As shown in FIG. 4C, the operation flow from the ready state to reproduction of recorded information is as follows. First, in the seek operation (521), the access control circuit 81 is controlled, and the pickup 11 and the reproduction reference light optical system. The position of 12 is positioned at a predetermined position of the optical information recording medium. Thereafter, reference light is emitted from the pickup 11, information recorded on the optical information recording medium is read (522), and reproduction data is transmitted (523).

5A and 5B show a data processing flow during recording and reproduction. In the present embodiment, the recording and reproducing processes are also performed in the information recording medium discrimination process. In the determination process, additional information necessary for recording determination is recorded and reproduced, and in accordance with the acquired additional information, it is determined whether it was recorded immediately before or made by previous recording. Get the last address specified for recording. FIG. 5A shows a recording data processing flow in the signal generation circuit 86 after the recording data reception 511 in the input / output control circuit 90 until conversion into two-dimensional data on the spatial light modulator 312. FIG. The flow of reproduction data processing in the signal processing circuit 85 up to reproduction data transmission 523 in the input / output control circuit 90 after two-dimensional data is detected by the detector 325 is shown.

Data processing during recording will be described with reference to FIG. 5A. First, the optical information recording / reproducing apparatus generates user data to be recorded on the optical information recording medium (801). Further, additional information for determining whether or not the user data is obtained by the recording data processing is generated (802). As additional information, the final recording address determined at the start of recording, the date and time when recording of information is started, the ID of the optical information recording / reproducing apparatus, and the information recording medium on which the optical information recording / reproducing apparatus records information It is generated by combining the total number of times of executing the recording process. These utilization methods will be described later.

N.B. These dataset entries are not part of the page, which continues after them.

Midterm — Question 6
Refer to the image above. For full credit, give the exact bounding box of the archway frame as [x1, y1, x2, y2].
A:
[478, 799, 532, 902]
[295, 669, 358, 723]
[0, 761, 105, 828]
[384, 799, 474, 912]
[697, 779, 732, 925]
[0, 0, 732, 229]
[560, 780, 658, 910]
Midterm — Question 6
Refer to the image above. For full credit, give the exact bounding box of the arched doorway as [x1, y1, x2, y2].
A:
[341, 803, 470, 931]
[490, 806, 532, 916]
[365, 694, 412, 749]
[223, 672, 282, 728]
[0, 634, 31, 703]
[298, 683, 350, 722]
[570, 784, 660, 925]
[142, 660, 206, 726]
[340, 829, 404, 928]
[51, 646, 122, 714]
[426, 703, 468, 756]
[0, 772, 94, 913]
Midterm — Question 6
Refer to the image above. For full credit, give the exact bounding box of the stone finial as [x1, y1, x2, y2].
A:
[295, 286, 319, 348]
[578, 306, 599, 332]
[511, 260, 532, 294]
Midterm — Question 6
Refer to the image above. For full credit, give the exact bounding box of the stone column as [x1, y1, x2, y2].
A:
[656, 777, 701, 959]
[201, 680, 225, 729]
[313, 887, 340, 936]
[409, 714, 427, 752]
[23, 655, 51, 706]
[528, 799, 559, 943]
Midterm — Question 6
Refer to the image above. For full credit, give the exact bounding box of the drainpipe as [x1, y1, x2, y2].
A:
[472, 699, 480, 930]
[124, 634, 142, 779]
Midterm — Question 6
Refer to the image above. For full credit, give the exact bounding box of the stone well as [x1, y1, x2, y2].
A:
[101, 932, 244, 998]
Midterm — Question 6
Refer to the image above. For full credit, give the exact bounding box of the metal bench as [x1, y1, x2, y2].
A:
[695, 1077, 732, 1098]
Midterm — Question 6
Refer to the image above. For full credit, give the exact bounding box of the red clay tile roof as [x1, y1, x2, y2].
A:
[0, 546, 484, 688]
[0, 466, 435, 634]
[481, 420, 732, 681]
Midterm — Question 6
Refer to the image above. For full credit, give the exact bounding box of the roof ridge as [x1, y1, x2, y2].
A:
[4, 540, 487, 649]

The generated user data and additional information are combined as a data string, and record determination information is generated (803). In addition, by adding additional information to the user data area in each error correction block, individual modulation and demodulation processing is not required, and it can be realized only by combining data strings, and can be processed by a conventional processing procedure. Therefore, it does not affect the circuit scale. Data string is divided into a plurality of data strings, and each data string is converted to CRC (804) so that error detection at the time of reproduction can be performed. After performing scramble (805) for adding a pseudo-random data sequence to the error code, error correction coding (806) such as Reed-Solomon code is performed so that error correction during reproduction can be performed. Next, this data string is converted into M × N two-dimensional data, and the two-dimensional data (807) for one page is configured by repeating this data for one page data. A marker serving as a reference for image position detection and image distortion correction during reproduction is added to the two-dimensional data configured as described above (808), and the data is transferred to the spatial light modulator 312 (809).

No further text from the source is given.